E poco importa se qua e là il testo consegna sbavature stilistiche che un buon editing avrebbe ripulito. Bresciani ha il merito di non cercare effetti speciali, la forza sta in una sorta di compattezza interiore, quasi di tensione morale come dice Rondoni. Ha la consapevolezza di essere esposto a non pochi rischi – specie in questa epoca che tende a premiare la “moralità” nell’arte, spesso confusa con i moralismi adatti al potere di un pensiero dominante, quel genere di cose che faceva giustamente infuriare il sarcastico genio di Baudelaire. Ma la poesia offre a questo rischio un riparo, o almeno un vaccino. Soprattutto nella terza e quarta sezione la voce si indurisce, cerca l’essenziale “le domande del mondo” che “elemosinano verità e coraggio” e in una sorta di poetica rovesciata contro la poesia inessenziale si cerca una via che sfugga al troppo facile, al consolatorio anche della letteratura come sempre dice il prefatore.
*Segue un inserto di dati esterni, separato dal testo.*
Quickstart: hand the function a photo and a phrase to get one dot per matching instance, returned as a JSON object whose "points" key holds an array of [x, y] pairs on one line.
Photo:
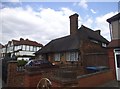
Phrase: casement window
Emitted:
{"points": [[57, 57], [94, 41], [38, 48], [31, 48], [72, 56], [104, 45], [23, 47]]}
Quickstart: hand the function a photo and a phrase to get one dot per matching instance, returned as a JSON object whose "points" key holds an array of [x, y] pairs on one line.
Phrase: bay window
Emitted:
{"points": [[72, 56]]}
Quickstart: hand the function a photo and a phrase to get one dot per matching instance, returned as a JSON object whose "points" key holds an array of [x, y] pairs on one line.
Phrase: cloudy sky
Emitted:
{"points": [[44, 21]]}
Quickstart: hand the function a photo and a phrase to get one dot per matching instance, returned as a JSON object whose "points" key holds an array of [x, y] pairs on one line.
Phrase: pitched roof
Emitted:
{"points": [[114, 44], [26, 42], [114, 18], [71, 42]]}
E ha il merito di tentare d’appoggiarsi a una tradizione che, come si diceva poc’anzi, qua e là fa capolino. Come ad esempio in certi versi:

 
È un faro senza guardiano
in preda a contrazioni d’abisso
che comunque resiste acceso
truccando di luce ogni grido.

 

che echeggiano il succitato Montale (pur con le ovvie e dovute distanze):

 
Come un tiro aggiustato mi sommuove
ogni opera, ogni grido e anche lo spiro
salino che straripa
dai moli e fa l’oscura primavera
di Sottoripa.

 

Concludendo un libro che è di fatto (e in questo è pienamente riuscito) una rielaborazione del tutto comprendendo il tutto in ciò l’autore ha nel suo raggio di sguardo e d’azione, qualcuno direbbe nel suo paesaggio. Che affronta con solidità, intelligenza. Il che non è poco, sempre per citare Rondoni.

 

Alessandro Canzian

 
 
 
 
Ho partorito senza gridare
in nome di chi ho visto morire
e che ora è un pugnale di carne
incastrato nella fame delle onde.
 
La mia bambina è così piccola
che sul mio seno è una coccinella
soffocata dal peso di lacrime buie
crollate da volti allevati nel sangue.
 
Quante volte dobbiamo ingoiare
le agili spine dell’illusione?
 
Quante volte nel nostro corpo
deve scavare una tana il silenzio?
 
E ora moriamo un’altra volta
tra queste primavere di malta
noi figli illegittimi della speranza
noi maglie nere del giro dell’urgenza.
 
 
 
 
 
 
La mia spina dorsale
è una colonna di parole
che inizia con maiuscola tristezza
e finisce con un punto di speranza.
 
È un faro senza guardiano
in preda a contrazioni d’abisso
che comunque resiste acceso
truccando di luce ogni grido.
 
È un cero di istinti
addestrato dal fuoco dei dubbi
che lentamente si china e si sdraia
per seminare il cuore nella terra.
 
 
 
 
 
 
Il corpo disumano
è un corpo ripido
senza appigli per la fame
di chi è digiuno di sole.
 
Sulle sue cime senza vista
solo il silenzio si salva.
 
Poi neve svelta
che cade già sporca.
 
 
 
 
 
 
Cara vita maledetta
ecco questa lettera amputata
che inverte il ciclo della leggerezza
schiantandosi sulla propria ombra.
 
Voglio tornare a fare ribrezzo
strisciando negli accenti di fango
con cui le domande del mondo
elemosinano verità e coraggio.
 
È l’odio che mi terrorizza.
 
La malattia della misericordia.
 
Le moderne alleanze
che non usano la pelle
per far virare il peso del pianto
verso il sorriso largo di un porto.
 
 
 
 
 
 
Non serve a nulla
allungare la vita.
 
La vita va allargata
incontro alla memoria
dove non evapora il pianto
di chi è nato e morto fuggendo.
 
Di chi è stato partorito a pezzi
e spende gli anni a ricongiungersi
senza il diritto di considerarsi
unito a se stesso e agli altri.
 
La vita va allargata
come una goccia di pioggia
quando incontra uno squarcio
adottandone voce e aspetto.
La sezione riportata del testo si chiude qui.